Germ cell neoplasia in situ

(GCNIS). The pre-invasive lesion from which type II testicular germ cell tumours (seminomas and non-seminomas) derive.

Cryptorchidism

A condition in which the testes have not descended into the scrotum.

Disorders of sex development

Conditions in which the gonads and genitalia have not developed as expected, sometimes resulting in gender ambiguity or even a gender opposite to that determined by genetics.

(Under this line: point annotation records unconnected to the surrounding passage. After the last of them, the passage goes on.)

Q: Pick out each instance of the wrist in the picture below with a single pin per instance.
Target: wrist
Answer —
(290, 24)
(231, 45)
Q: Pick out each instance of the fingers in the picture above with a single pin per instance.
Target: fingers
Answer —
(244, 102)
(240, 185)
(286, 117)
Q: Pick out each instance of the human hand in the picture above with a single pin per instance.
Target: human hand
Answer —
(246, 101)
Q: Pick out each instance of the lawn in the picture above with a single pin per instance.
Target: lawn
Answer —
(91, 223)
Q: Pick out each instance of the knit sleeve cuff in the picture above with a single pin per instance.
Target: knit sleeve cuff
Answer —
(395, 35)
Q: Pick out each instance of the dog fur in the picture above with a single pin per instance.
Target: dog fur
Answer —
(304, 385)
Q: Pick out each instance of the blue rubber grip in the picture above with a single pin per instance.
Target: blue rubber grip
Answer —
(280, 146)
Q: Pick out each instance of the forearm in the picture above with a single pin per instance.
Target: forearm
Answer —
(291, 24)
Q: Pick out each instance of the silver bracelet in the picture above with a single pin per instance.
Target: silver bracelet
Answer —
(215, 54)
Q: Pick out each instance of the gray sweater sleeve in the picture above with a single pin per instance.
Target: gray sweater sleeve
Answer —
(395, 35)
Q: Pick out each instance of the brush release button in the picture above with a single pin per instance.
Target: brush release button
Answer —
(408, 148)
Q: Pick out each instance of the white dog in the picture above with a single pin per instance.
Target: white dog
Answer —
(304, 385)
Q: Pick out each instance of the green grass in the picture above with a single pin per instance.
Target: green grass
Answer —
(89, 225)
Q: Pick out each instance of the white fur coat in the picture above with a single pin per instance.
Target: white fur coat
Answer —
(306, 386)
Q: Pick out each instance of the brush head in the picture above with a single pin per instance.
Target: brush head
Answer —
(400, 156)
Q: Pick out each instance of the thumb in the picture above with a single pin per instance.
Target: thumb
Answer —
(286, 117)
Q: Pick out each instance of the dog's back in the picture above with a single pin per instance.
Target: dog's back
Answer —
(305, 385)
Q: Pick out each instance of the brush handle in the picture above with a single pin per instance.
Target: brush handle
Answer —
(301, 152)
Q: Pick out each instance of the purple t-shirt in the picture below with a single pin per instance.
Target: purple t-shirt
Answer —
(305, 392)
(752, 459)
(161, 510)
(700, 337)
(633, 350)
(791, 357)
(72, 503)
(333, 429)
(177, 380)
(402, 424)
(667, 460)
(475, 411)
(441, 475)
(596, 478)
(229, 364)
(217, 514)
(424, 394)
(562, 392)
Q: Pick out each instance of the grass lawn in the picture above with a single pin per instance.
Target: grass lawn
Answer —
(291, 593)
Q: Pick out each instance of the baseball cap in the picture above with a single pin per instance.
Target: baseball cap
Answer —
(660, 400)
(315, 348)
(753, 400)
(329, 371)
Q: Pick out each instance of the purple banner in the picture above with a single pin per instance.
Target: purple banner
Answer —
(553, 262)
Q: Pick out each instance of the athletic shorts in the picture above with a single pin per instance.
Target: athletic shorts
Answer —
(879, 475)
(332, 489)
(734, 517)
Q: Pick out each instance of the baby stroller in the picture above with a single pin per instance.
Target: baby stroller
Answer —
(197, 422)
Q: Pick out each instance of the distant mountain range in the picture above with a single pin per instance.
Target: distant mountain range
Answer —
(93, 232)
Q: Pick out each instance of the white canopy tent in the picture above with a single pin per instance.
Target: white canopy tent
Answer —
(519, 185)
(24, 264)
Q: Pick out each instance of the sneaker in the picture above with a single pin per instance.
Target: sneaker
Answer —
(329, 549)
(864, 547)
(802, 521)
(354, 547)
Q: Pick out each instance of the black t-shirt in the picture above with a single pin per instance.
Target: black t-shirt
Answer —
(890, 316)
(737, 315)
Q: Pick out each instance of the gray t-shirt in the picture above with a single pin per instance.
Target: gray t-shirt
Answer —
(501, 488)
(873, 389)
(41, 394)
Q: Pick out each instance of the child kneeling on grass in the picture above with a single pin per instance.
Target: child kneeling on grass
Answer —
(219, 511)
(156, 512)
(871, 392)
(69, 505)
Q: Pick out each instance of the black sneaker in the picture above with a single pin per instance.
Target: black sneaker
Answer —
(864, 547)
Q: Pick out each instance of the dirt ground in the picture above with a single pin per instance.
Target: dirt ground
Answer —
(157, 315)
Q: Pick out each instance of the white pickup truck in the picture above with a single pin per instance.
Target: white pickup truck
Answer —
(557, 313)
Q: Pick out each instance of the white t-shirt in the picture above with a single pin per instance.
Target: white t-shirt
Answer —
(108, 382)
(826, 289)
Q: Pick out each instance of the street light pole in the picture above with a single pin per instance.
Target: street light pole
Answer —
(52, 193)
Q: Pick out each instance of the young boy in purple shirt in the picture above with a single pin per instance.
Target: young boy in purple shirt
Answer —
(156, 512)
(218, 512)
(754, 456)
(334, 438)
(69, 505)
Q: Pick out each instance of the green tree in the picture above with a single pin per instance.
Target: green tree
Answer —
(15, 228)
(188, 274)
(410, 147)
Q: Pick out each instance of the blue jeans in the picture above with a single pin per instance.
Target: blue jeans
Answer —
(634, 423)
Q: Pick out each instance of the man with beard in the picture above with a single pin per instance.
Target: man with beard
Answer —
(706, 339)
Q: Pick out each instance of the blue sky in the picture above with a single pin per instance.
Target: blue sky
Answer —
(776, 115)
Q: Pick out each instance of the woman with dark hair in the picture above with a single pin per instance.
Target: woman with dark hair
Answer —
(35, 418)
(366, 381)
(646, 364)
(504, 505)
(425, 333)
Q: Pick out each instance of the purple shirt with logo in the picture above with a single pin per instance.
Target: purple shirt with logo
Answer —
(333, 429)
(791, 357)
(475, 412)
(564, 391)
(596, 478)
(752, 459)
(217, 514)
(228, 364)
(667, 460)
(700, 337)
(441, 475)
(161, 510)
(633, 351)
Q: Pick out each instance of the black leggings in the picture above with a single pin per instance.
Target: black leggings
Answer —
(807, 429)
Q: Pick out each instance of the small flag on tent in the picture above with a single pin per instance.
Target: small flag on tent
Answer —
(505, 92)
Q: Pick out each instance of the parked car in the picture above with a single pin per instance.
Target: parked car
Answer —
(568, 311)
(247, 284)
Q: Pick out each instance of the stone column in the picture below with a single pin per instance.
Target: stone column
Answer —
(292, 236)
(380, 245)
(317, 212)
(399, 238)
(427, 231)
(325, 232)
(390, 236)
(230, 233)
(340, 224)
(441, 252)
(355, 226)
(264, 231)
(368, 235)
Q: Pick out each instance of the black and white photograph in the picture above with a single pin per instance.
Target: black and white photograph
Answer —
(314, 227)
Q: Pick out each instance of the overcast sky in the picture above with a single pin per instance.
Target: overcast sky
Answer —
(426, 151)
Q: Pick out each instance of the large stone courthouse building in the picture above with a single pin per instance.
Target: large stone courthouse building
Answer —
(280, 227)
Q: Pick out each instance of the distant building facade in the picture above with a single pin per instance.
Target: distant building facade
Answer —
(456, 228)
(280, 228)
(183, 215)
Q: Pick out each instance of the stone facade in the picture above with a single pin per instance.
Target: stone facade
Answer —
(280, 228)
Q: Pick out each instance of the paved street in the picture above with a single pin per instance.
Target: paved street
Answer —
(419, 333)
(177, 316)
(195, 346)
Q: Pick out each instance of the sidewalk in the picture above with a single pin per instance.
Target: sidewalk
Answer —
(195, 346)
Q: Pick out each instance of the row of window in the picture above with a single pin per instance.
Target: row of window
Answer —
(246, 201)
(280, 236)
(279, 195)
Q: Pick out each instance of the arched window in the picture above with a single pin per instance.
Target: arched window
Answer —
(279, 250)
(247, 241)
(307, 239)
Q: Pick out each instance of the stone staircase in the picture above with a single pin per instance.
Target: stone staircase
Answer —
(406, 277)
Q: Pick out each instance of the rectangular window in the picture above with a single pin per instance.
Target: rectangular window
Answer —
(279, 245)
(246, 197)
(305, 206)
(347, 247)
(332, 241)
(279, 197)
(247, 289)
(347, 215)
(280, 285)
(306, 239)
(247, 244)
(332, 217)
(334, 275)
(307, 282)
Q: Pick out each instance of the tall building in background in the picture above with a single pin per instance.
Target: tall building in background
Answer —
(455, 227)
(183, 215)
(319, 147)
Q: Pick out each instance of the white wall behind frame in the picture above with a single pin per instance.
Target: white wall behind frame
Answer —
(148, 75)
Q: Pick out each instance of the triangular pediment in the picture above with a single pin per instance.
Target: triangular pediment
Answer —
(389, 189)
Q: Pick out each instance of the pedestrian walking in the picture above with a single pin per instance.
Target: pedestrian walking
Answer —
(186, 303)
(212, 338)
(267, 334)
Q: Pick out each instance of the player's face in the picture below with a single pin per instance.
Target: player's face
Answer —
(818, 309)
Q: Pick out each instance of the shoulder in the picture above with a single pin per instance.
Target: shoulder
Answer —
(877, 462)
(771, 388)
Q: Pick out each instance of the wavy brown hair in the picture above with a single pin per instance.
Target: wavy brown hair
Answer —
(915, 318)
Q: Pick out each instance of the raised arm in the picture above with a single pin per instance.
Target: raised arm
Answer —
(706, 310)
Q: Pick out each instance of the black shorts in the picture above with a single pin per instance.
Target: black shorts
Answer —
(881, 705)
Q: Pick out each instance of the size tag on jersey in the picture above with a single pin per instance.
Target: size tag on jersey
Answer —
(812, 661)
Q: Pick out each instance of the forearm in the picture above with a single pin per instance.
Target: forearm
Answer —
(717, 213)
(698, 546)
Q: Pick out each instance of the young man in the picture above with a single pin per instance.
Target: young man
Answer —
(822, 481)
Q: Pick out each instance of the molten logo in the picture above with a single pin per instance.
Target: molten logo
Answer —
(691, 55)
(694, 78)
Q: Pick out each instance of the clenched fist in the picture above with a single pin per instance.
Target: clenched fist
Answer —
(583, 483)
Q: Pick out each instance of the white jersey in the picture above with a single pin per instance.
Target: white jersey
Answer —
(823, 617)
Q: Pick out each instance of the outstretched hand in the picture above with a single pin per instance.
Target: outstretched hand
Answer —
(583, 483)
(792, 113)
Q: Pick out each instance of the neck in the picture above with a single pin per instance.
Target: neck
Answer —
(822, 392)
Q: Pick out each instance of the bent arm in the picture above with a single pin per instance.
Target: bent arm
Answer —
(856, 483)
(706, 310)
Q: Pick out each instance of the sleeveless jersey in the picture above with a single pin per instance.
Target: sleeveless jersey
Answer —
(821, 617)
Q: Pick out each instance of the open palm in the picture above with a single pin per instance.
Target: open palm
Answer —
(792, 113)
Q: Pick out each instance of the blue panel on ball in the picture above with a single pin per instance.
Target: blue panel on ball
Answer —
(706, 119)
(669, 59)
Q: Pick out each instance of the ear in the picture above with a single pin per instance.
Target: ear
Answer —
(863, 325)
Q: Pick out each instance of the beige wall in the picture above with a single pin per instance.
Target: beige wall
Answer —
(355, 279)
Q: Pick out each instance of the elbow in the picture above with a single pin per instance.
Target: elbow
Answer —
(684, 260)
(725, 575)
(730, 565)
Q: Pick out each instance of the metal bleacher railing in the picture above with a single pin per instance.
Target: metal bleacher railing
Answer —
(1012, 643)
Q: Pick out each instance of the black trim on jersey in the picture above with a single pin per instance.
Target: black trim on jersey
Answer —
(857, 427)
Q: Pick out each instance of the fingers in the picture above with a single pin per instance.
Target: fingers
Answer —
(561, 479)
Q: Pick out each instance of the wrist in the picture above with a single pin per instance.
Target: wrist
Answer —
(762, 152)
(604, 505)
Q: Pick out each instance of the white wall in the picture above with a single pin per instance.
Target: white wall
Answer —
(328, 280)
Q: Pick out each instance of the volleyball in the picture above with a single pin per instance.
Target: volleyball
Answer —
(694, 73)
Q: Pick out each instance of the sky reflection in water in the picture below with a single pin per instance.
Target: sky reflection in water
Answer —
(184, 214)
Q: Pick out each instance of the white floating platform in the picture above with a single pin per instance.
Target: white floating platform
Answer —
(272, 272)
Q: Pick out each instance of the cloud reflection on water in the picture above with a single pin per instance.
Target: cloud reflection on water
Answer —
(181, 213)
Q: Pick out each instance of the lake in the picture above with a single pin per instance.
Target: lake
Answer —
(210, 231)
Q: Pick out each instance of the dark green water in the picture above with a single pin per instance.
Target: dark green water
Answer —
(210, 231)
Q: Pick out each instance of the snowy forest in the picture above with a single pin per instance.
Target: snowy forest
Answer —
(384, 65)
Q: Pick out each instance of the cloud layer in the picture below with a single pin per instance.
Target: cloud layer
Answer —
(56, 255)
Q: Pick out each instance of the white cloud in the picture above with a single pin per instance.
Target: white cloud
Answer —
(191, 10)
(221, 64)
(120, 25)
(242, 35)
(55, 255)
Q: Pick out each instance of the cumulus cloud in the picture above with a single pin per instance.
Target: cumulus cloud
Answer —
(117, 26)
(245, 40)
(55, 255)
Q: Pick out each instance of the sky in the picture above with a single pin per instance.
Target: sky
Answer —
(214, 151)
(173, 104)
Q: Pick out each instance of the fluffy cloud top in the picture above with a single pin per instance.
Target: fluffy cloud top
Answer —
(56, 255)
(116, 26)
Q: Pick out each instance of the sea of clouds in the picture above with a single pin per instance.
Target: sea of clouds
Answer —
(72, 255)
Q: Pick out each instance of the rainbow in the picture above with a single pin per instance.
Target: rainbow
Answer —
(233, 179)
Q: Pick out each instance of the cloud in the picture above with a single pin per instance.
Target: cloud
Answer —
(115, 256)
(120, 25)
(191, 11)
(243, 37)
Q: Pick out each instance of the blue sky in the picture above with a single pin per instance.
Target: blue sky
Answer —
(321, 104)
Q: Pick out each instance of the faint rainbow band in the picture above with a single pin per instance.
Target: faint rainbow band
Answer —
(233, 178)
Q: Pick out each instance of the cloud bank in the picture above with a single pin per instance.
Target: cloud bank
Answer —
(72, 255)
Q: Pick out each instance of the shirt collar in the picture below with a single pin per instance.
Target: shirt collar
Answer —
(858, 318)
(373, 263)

Testicular dysgenesis syndrome

A syndrome that is caused by poor gonadal development in fetal life and later manifests as either poor semen quality, cryptorchidism, some forms of hypospadias or testicular germ cell cancer.

Sex-determination

The process of gonadal development into either testes or ovaries.

Seminomas

Morphologically homogeneous subtype of testicular germ cell tumours derived from germ cell neoplasia in situ.

Non-seminomas

Heterogeneous subtype of testicular germ cell tumours that can be composed of embryonal carcinoma, teratoma, yolk sac tumour and choriocarcinoma.

Orchiectomy

Surgical removal of a testis.

Liquid biopsies

Analyses of body fluids, most commonly a blood sample, for biomarkers that can diagnose a disease or condition.

miRNAs

Small molecules of RNA that are 21–24 bases long.

Classic serum tumour markers

Protein-based biomarkers in serum commonly used for managing patients with testicular germ cell tumours. They include α-fetoprotein (AFP), human chorionic gonadotropin subunit-β (β-HCG), and lactate dehydrogenase (LDH).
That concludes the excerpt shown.